17 Responses to Marriage Is A Business: Use A Contract

  1. Renee Harris says:

    This really hot writer keep talking about his book on this topic love to read more… 😉

  2. Cohab Monkey says:

    Check out this book on cohabitation agreements:

    • It sounds good, but there are some specific issues that the agreement has to handle and other requirements that have to be observed. The Bonds case tended to set the standard for prenups, which is how you’d want a cohabitation contract viewed if bad things happen.

      In a different world a cohabitation contract would be fine. The problem is that cohabitation can and does offer a court the option to deem the parties to be married with rather interesting ramifications after that.

      The problem isn’t that sometimes things don’t work out, the problem is how that gets worked out when they don’t work out. It’s actually all about incentives. The current legal environment of marriage places the incentives for the woman on the side of nuking the marriage, leaving with cash and prizes knowing she’ll get custody of the children and decades of payments from their father.

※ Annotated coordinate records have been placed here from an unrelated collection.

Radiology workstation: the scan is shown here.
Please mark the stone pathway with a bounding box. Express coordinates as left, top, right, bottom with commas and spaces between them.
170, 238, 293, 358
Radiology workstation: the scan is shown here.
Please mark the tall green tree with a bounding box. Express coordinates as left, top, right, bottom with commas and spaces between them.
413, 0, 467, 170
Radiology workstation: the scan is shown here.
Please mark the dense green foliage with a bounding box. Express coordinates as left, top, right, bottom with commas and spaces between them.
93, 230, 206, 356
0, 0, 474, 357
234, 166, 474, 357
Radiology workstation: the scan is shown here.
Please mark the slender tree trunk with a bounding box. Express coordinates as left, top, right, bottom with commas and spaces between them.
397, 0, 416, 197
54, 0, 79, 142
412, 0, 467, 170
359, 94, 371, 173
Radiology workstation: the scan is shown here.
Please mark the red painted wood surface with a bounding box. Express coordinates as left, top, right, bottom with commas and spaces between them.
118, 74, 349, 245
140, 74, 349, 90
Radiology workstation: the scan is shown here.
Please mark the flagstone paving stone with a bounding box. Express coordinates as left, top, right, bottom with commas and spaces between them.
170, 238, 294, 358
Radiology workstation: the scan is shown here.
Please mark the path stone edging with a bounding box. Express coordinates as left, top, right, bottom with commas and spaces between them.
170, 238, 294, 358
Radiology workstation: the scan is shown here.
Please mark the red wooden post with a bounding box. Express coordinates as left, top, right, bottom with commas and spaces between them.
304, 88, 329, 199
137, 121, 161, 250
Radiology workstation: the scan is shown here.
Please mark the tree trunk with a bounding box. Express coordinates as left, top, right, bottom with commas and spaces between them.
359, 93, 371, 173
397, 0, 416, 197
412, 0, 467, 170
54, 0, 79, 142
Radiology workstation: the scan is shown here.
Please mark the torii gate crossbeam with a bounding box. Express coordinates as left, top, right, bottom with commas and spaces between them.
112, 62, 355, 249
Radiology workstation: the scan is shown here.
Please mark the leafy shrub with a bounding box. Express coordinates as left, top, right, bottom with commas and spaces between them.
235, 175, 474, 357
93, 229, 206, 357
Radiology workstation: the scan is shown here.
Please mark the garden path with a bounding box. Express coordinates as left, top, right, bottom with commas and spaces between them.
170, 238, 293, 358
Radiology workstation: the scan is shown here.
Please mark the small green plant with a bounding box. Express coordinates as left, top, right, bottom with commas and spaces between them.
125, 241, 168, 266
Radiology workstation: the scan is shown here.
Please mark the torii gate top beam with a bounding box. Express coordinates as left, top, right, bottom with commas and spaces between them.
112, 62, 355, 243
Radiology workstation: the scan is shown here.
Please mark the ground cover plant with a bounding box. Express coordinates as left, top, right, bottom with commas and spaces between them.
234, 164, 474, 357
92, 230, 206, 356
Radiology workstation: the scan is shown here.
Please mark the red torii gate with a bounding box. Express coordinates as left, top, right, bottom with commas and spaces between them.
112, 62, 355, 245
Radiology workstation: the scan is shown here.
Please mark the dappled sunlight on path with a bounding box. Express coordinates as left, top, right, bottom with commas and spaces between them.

      The object is to arrange the incentives in such a way as to reward staying in the relationship and penalize leaving the relationship. That tends to have an effect on the perceptions of whether it’s time to leave or just time to work things out.

      Then we come to religious issues, 3rd party interference and household discipline. Ever hear of the Duluth model of abuse? It’s a patriarchal minefield. About the only thing you can do with that is wrap it in kink because the one thing a court does not want to do is get in the way of a woman’s orgasms. Spank her because she really needs it and knows she wants it? That’s abuse. Spank her because she gets off on it? Carry on, but do try to keep the noise down.

      I’m always interested in learning, but in this legal environment, one either goes all the way or not at all and cohabitation looks way too much like the man is trying to get the milk without buying the cow and the courts want to make sure the man pays. And pays.

  3. Just Some Guy says:

    This is very interesting and I’m surprised that this article is so short. It felt as if you were just ramping up and then stopped. If you could provide examples or sources for any Biblical based marriage contracts that you suggest, I’d love to read them. My Google-Fu leads me only to either the classical Christian covenant vs Contract debate or secular contracts involving both State and Courts.

    • There’s a lot more coming, this was just the introduction. The problem lies with the current legal system and believe it or not, the BDSM community has done more than all the churches put together when it comes to developing contracts that keep the state out of their hair.

      Ultimately the contractual form of marriage- as opposed to the state’s form of statutory marriage -has to be of such a nature that the courts look at it and are presented with so many problems that upset precedent that they find the easiest thing to do is give the parties what they originally contracted to do.

      Combine that with a contract that very clearly spells out the rights (plural) the contract rests on and any court can see that it has the legs to be granted cert if push comes to shove and courts don’t want to deal with it. The goal is a Gordian knot that can’t be cut. Unfortunately, the only way to do that right now is with polygyny, which too many of the right people find distasteful if not downright sinful.

  4. Renee Harris says:

    Are you a lawyer?

    • I am not, nor have I ever been a member of that most despicable class of persons known as attorneys. A lawyer is one learned in law, while an attorney is formally trained in procedure. Most lawyers are attorneys but very few attorneys actually become lawyers; although all attorneys are referred to as lawyers. Interestingly, many of the most famous of the lawyers never went to law school- they served apprenticeships under those who were already learned in law and procedure. That practice is no longer allowed, for it demonstrated the incompetence of law schools.